Report grills Lehman top brass, Ernest & Young for breach of duties
13 Mar 2010
A report by the court-appointed bankruptcy examiner Anton Valukas has strongly criticised senior executives of now defunct Lehman Brothers and its auditor Ernst & Young for the lapses that led to the collapse of the investment banking giant.
The chairman of the Chicago-based Jenner & Block law firm had been nominated to serve as the court-appointed examiner in the Lehman Brothers bankruptcy in progress in federal court in Manhattan.
As examiner, Anton Valukas had the mandate to investigate wide ranging issues, including asset transfers and breaches of fiduciary duty before and after the bankruptcy filing.
The report says Lehman was insolvent for weeks before it filed for the world's largest bankruptcy in 15 September 2008, sparking a global financial meltdown (See: Lehman Brothers heads for Chapter 11 as Barclays walks away).

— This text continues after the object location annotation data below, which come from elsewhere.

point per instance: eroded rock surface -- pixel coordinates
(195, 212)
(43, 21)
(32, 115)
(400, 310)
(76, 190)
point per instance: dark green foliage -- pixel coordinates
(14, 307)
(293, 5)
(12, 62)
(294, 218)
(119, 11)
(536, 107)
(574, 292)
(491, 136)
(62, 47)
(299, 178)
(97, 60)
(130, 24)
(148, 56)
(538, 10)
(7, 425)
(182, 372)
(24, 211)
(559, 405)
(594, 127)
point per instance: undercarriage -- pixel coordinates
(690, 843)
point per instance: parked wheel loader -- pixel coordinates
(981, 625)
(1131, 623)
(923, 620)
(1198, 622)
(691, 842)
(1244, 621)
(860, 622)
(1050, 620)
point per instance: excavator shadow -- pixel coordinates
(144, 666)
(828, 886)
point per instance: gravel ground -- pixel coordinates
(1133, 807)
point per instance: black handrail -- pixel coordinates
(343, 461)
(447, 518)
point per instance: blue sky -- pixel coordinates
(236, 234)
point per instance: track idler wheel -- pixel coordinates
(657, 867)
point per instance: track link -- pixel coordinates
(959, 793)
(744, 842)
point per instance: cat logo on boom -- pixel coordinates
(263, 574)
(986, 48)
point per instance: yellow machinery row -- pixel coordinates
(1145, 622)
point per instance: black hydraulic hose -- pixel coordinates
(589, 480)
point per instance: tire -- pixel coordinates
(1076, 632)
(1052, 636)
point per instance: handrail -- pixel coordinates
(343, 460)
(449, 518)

Lehman used an accounting mechanism called Repo-105 that artificially bolstered Lehman's balance sheet to the tune of $50 billion in order to make the bank appear healthier and maintain a favourable credit rating, Valukas said in his report that runs in to over two thousand two hundred pages.
Repo 105 allowed Lehman to sell packages of mortgages, Treasury bonds, Eurobonds, and Canadian government instruments, on a temporary basis at the end of an accounting quarter, with an obligation to buy them back a few weeks later.